- Genre: Crime thriller
- Created by: Debbie O'Malley
- Screenplay by: Debbie O'Malley
- Directed by: Jenny Darnell Andrew Cumming
- Starring: Morven Christie; Peter Mullan;
- Music by: Chris Roe
- Country of origin: United Kingdom
- Original language: English
- No. of series: 1
- No. of episodes: 6

Production
- Executive producers: Jed Mercurio Madonna Baptiste Polly Hill Debbie O'Malley Diederick Santer
- Producer: Eric Coulter
- Production companies: HTM Television; ITV Studios; BritBox International;

Original release
- Network: ITV1
- Release: 4 October – 8 November 2023

= Payback (British TV series) =

British television series

Payback is a six-part British crime thriller television series broadcast weekly on ITV1 from 4 October 2023, executive produced by Jed Mercurio and starring Morven Christie and Peter Mullan.

==Synopsis==
Following the murder of her accountant husband, a woman learns that he had been laundering money for criminal organisations.

==Cast==
- Peter Mullan as Cal Norris
- Morven Christie as Lexie Noble
- Prasanna Puwanarajah as DC Jibran Khan
- Derek Riddell as DCI Adam Guthrie
- Steven Mackintosh as Malky Roberts
- Eileen Duffy as Doris Szabo
- Jack Greenlees as Aaron Morris
- Andi Osho as DI Jean Royce
- Steven Miller as DS Rob Livingston
- Henry Pettigrew as Rufus Hayes
- Julie Graham as Connie Morris
- Anneika Rose as Rowena Hayes
- Grace Chilton as DC Alice Hardys

==Production==
The six-part series was created by Debbie O'Malley and had Madonna Baptiste and Jed Mercurio as executive producers for HTM Television. O'Malley drew inspiration in part from a true-life unsolved crime in Nairn, Scotland of the Murder of Alistair Wilson, a banker shot dead on his doorstep in 2004. Mercurio was keen to examine the role of accountants and accountancy in illegal operations following the leak of data from the Panama Papers scandal. The series had an advisor named Kenny Thomson, a former DCI in financial crime for Police Scotland. The series was also executive produced by O’Malley and Diederick Santer on behalf of BritBox International and Polly Hill for ITV Studios. Eric Coulter was series producer.

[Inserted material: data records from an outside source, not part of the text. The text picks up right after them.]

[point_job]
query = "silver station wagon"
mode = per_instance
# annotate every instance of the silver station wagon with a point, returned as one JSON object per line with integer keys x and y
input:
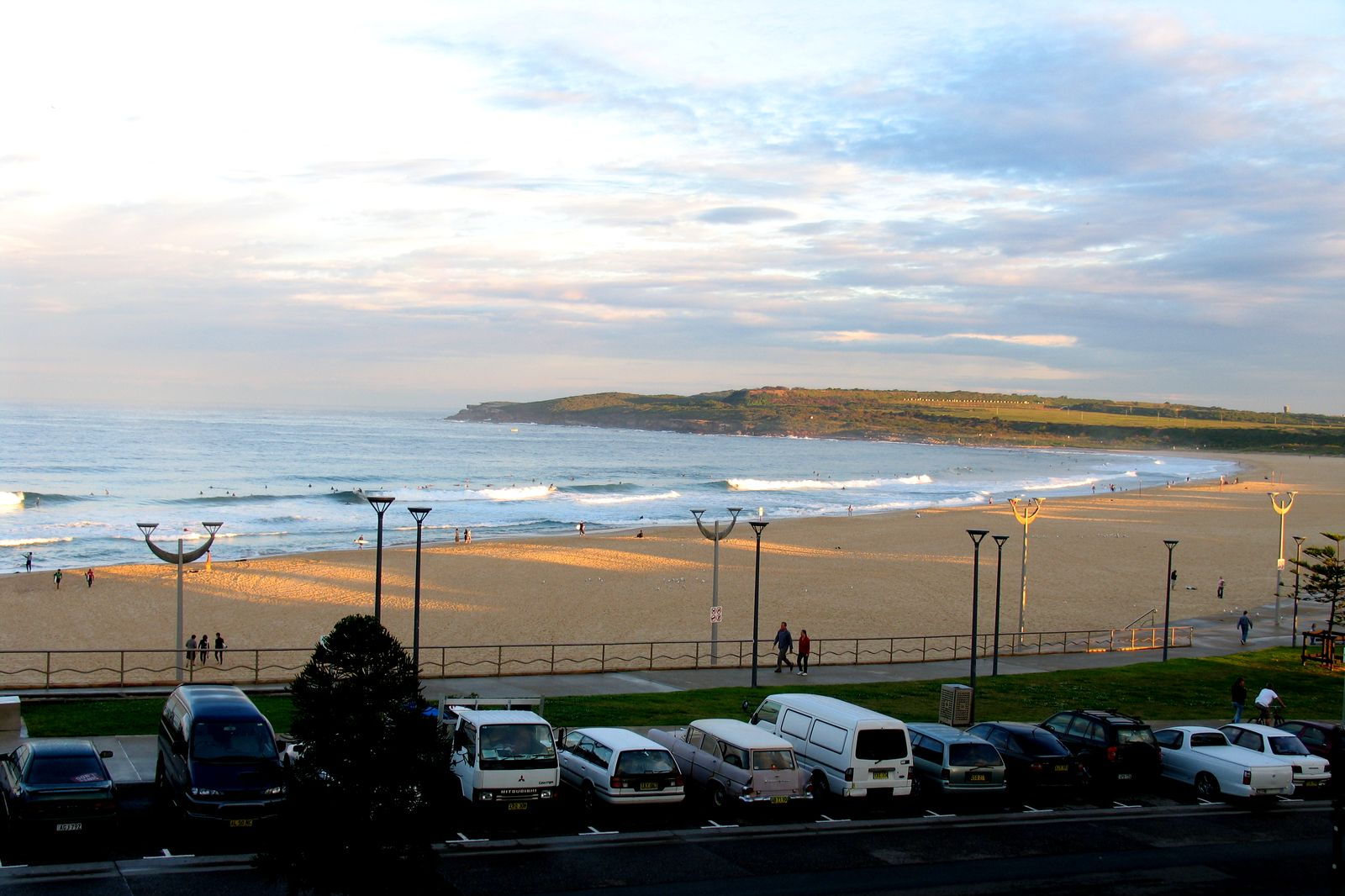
{"x": 618, "y": 767}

The series had Jenny Darnell as the lead director, with Andrew Cumming also directing episodes. Filming took place near Glasgow in Scotland.

The cast is led by Morven Christie and Peter Mullan, and also includes Prasanna Puwanarajah, Derek Riddell, Steven Mackintosh, Andi Osho, Steven Miller, Eileen Duffy, Jack Greenlees Henry Pettigrew, Grace Chilton and Julie Graham.

==Broadcast==
The series was broadcast weekly in the United Kingdom on ITV1 between 4 October and 8 November 2023.

==Reception==
Gerard Gilbert in the i praised the lead performances saying that the "excellent but unshowy Christie belongs in the same pantheon as Nicola Walker and Vicky McClure" while…Peter Mullan "returns to his menacing best". Lucy Mangan in The Guardian also praised the cast, saying that it "offers the inordinate pleasure of watching quality, understated actors do their quality understated work, without a weak link among them".